Da elite do futebol ao empreendedorismo popular: a luta de Luan contra o abandono do esporte
A história de Luan Lino de Sá, de 22 anos, é mais uma que expõe a cruel realidade do futebol brasileiro: jovens talentos são descartados pelo sistema quando mais precisam de apoio. Após uma lesão no joelho que mudou completamente os rumos de sua vida, o ex-jogador que atuou em gigantes como Corinthians e Grêmio teve que reinventar sua existência longe dos gramados.
Hoje, em Luziânia, no Entorno do Distrito Federal, Luan vende doces feitos pela esposa Jéssica Oliveira, pedalando pelas ruas com sua bicicleta. Uma realidade bem diferente dos campos onde um dia sonhou brilhar.

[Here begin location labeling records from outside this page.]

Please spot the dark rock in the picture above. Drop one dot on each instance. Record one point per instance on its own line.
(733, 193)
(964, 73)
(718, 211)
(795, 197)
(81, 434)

O sonho interrompido pela falta de estrutura
Desde os cinco anos de idade, em Goiás, Luan alimentava o sonho que move milhões de crianças brasileiras: ser jogador de futebol. "Sempre sonhei com isso e até certo ponto deu certo", conta ele, com a humildade de quem conhece as barreiras do sistema.
No futebol de base profissional, Luan passou por clubes importantes: Real Brasília, Corinthians, Grêmio e Capivariano. Um dos momentos mais marcantes foi um gol na Copa São Paulo 2020, quando tinha apenas 16 anos e jogava pelo Real Brasília.
Em 2021, no Corinthians, seu time do coração, Luan estava na categoria sub-20, a última etapa antes da profissionalização. Chegou a receber uma proposta dos Emirados Árabes, que não se concretizou. Mais uma promessa não cumprida num sistema que falha com seus jovens talentos.
Quando o corpo não aguenta, o sistema abandona
A reviravolta veio em 2020, quando Luan sofreu uma lesão de LCA (Ligamento Cruzado Anterior) jogando pelo Grêmio. Uma lesão comum no futebol, mas que pode acabar com carreiras quando não há o suporte adequado.
"Ele fez a cirurgia e tudo, fez exercícios, mas nunca mais conseguiu ser o mesmo", relata Jéssica, sua esposa. A falta de estrutura de reabilitação e acompanhamento psicológico adequado fez com que Luan "desanimasse" e abandonasse o futebol em 2023.
Esta é a realidade cruel do futebol brasileiro: quando um jogador se machuca, especialmente na base, muitas vezes fica à própria sorte. Não há um sistema de proteção social que ampare estes jovens que dedicaram suas vidas ao esporte.
A resistência através do empreendedorismo popular
Longe de se entregar ao desespero, Luan encontrou na economia popular uma forma de resistir. Primeiro trabalhou como costureiro com a irmã, depois decidiu empreender junto com Jéssica na confeitaria online "Cantinho Doce".
"Ela falou que sabia fazer alguns doces e eu sempre fui conversador, né? Aí deu certo! Ela faz os doces aqui e eu saio de bicicleta para vender", conta Luan, mostrando a criatividade do povo brasileiro para sobreviver.
O que começou com vendas a pé pelas ruas hoje já conta com motoboys parceiros. Brigadeiros, beijinhos e morangos de chocolate viraram o ganha-pão de quem um dia sonhou com estádios lotados.
O Brasil que abandona seus talentos
A história de Luan é emblemática de um país que não cuida de seus jovens atletas. Enquanto os clubes lucram milhões com transferências internacionais, jogadores da base ficam desamparados quando enfrentam dificuldades.
Não existe uma política pública consistente de proteção aos atletas em formação. Não há seguro-desemprego para quem dedica a juventude ao esporte. Não há programas de requalificação profissional para quando a carreira acaba prematuramente.
"Foi um sonho que foi travado, né? No começo eu senti mais, mas agora já acostumei", diz Luan, com a resignação forçada de quem teve que aceitar uma realidade injusta.
Hoje, mesmo fora dos gramados, Luan continua lutando para vencer. Sua bicicleta e seus doces representam a resistência do povo trabalhador brasileiro, que não desiste mesmo quando o sistema falha. Uma lição de dignidade que deveria envergonhar quem lucra com o futebol e abandona seus protagonistas.